By David Little
Whenever communicating through the medium of digital signage, it is important to realize today’s viewers will not care about a message simply because it is digital in nature. The ‘cool’ factor of digital signage has long since worn off. There needs to be a better reason for them to be engaged.
Fortunately, digital signage has proven to be a strong platform for breaking out of old routines by experimenting with content. By having a bit of fun and jolting the audience with unexpected surprises, it can engage viewers well beyond a casual glance.

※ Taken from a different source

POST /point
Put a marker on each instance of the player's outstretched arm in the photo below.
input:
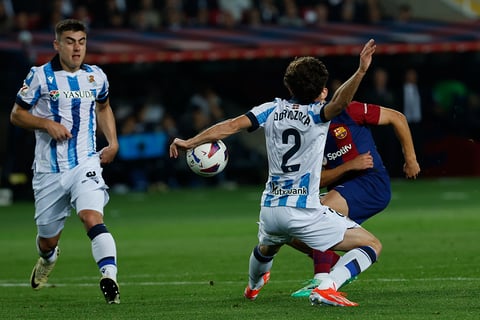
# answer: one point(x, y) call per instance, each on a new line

With the capability to change messages on the fly, based on scheduling, data or ‘environmental’ triggers, digital signage represents a new way to think about communications. Network managers are empowered to address the specific ways customers and employees think and behave in retail, transit and corporate facilities, to name a few. Digital signage is neither print nor TV and, as such, it requires a different approach.
Why content is important
With so much discussion of digital signage technologies, it is easy to overlook what the medium is all about in terms of getting actual results. Communications managers seek to add value to their businesses and, in the end, content is what delivers their strategy. And one of the most significant advantages of digital signage over other media is the ability to deliver on multiple strategies by changing content in opportune ways.
The ‘holy grail’ of digital signage has always been to deliver the right message at the right time to the right audience—i.e. relevance. Content can be designed to attract, engage and direct the attention of people at a point of decision, such as when they walk into a store.
The value of this goal has been well-established. According to a recent survey of quick-service restaurants (QSRs), for example, 30.8 per cent reported recouping their investment in digital menu boards (see page 40) within seven to 12 months, with an average five per cent sales lift for promoted food items and 20 per cent for beverages.
In a corporate setting, on the other hand, digital signage might be deployed in a lobby to welcome visitors as they arrive. In this context, the purpose is simply to build goodwill, but digital signage can also contribute to the ambience of interior décor.
In times of emergency, digital signage is particularly effective for sharing alerts sourced from third-party systems, such as the local police force. On-screen content can be co-ordinated with text alerts to provide up-to-the-second information to the public.
Similarly, in an industrial production plant, digital signage is well-suited for conveying safety information to large numbers of employees while they are actively working. Such communications can be vital in helping to maintain a safe and efficient facility.
Digital signage is in fact a significant opportunity for corporate communications, given 40 per cent of workers either do not have access to e-mail during the workday or do not read it in a timely fashion. Managers often rely on bulletin boards to get messages across, but the human brain is programmed to detect motion, so a more effective strategy is to place digital signs where employees take breaks, socialize and/or eat, using dynamic content to provide updates, reminders and any other messages of importance on any given day. Employee morale can also be improved by displaying contests, birthdays, other special events or the ‘employee of the month.’
Another purpose of corporate digital signage is to reduce the costs of training employees by scheduling and distributing educational videos across a network of screens. The medium has proven helpful in keeping staff informed of current corporate policies.
Making it stick
The term ‘sticky,’ as popularized on the Internet, refers to non-ad content that has the purpose of making users return to a site and will hold their attention for longer than just a glance. In digital signage, examples include news headlines, weather forecasts and contests.
Sticky content is important because ads—and some other types of digital signage content—are not engaging in themselves without the proper context. The idea is to piggyback one type of content onto another to yield greater overall value. People want to be informed and entertained, so digital signage should embrace the kind of mix that makes a media channel popular.
TV, by way of example, is good at informing and entertaining while also advertising. Simply recreating a TV channel on a public screen, however, will not automatically attract an audience. Rather, digital signage needs to cut through the ‘noise’ and deliver powerful messages that otherwise might be ignored.
Many of today’s professional media syndicators make it easy to incorporate sticky content through live streaming. Some even develop custom playlists with a mix of content that is specifically relevant to a given digital signage network’s audience.
While syndicated content is highly desirable for the above reasons, however, it is important to beware of overusing it for fear of squandering the network’s core communications strategy. If too much sticky content is displayed, the core messaging can become diluted.
Instead, the mix should also incorporate fresh content focusing on the organization’s core communications efforts. The right balance of information sources will depend on the type of business, but once established, it will keep viewers coming back.